“Global Status of Black Soils” Report

The report titled “Global Status of Black Soils” was released by the Food and Agriculture Organization (FAO) on the occasion of World Soil Day (December 5).

About black soil

Black soils are characterized by thick, dark-colored soil horizon rich in organic matter. They are extremely fertile and capable of producing high agricultural yields because of their high moisture storing capacity. They account for 5.6 per cent of global soils and contain 8.2 per cent of the world’s soil organic carbon (SOC) stocks, which is equivalent to around 56 billion tonnes of carbon. These soils are critical for climate change mitigation and adaptation due to their ability to remove carbon from the atmosphere and store them in soil organic matter (carbon sequestration).

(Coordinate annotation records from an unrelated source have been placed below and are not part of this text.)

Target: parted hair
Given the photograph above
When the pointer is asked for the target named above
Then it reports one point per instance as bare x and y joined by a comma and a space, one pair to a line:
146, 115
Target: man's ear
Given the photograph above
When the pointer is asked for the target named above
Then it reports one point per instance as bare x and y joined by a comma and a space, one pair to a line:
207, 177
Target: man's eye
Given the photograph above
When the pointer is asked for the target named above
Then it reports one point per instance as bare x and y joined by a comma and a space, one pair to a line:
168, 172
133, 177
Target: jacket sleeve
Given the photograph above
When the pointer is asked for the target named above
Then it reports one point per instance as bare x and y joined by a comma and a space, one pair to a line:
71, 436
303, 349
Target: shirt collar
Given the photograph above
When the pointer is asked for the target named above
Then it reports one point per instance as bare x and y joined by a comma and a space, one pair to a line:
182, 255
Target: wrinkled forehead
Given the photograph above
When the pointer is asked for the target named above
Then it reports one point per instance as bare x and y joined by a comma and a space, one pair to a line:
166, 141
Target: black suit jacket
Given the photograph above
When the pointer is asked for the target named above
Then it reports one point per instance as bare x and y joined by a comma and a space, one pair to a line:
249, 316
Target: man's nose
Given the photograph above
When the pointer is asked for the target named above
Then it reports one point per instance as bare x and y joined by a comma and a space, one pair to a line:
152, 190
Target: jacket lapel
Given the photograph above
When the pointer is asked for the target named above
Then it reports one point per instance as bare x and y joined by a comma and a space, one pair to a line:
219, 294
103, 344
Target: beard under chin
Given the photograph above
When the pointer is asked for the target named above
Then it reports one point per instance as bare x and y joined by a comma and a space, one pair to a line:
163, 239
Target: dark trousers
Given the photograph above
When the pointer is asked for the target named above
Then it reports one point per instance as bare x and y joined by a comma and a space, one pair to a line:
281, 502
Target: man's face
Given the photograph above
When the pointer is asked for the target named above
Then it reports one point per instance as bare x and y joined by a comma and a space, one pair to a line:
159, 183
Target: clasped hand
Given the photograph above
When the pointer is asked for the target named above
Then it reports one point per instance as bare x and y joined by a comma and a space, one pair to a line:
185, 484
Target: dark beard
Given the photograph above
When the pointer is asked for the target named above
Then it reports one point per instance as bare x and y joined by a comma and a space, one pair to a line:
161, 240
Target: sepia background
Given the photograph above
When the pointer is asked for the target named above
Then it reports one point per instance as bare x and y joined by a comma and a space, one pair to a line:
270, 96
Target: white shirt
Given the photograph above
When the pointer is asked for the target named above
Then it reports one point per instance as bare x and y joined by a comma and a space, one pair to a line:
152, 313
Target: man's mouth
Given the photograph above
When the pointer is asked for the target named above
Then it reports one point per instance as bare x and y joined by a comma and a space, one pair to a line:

What are the key findings of the report?

  • Black soils, which feed the global population, are threatened since most of them have lost at least 50 per cent of their soil organic carbon (SOC) stocks.
  • The SOC stocks are being lost because of land-use change, unsustainable management practices and injudicious use of agrochemicals.
  • Black soils are home to around 2.86 per cent of the global population and support over 17.36 per cent of cropland, 8.05 per cent of global SOC stock and 30.06 per cent SOC stock of global cropland.
  • Despite representing only a small portion of the world’s soils, black soils play a major role in global food security and economic growth.
  • In 2010, these soils helped in the cultivation of 66 per cent of sunflower seeds, 51 per cent of small millet, 42 per cent of sugar beet, 30 per cent of wheat and 26 per cent of potatoes.
  • Most of them are suffering from moderate to severe erosion processes along with nutrient imbalances, acidification and biodiversity loss.
  • Black soils are rapidly losing their SOC stocks. They have lost over 20 to 50 per cent of their original SOC stock, with the carbon being released into the atmosphere in the form of carbon dioxide. This is worsening the global warming significantly.
  • Proper maintenance of black soil can provide around 10 per cent of total SOC sequestration globally. Europe and Eurasia have the highest potential of over 65 per cent, and Latin America and the Caribbean has around 10 per cent potential.
  • The distribution of black soil areas used for crop cultivation varies based on different regions. Europe and Eurasia account for 70% of the black soils in the total cropland. North America, Latin America and the Caribbean and Asia have 10 per cent each.
  • The report highlighted two key approaches to maintain the fertility of black soils. These are:
  1. Preservation of natural vegetation on black soil like grassland, forests, and wetlands
  2. Adoption of sustainable soil management measures on cropped black soils.
  • The report provided tailored recommendations for farmers, governments, research and academia and the global platform International Network of Black Soils.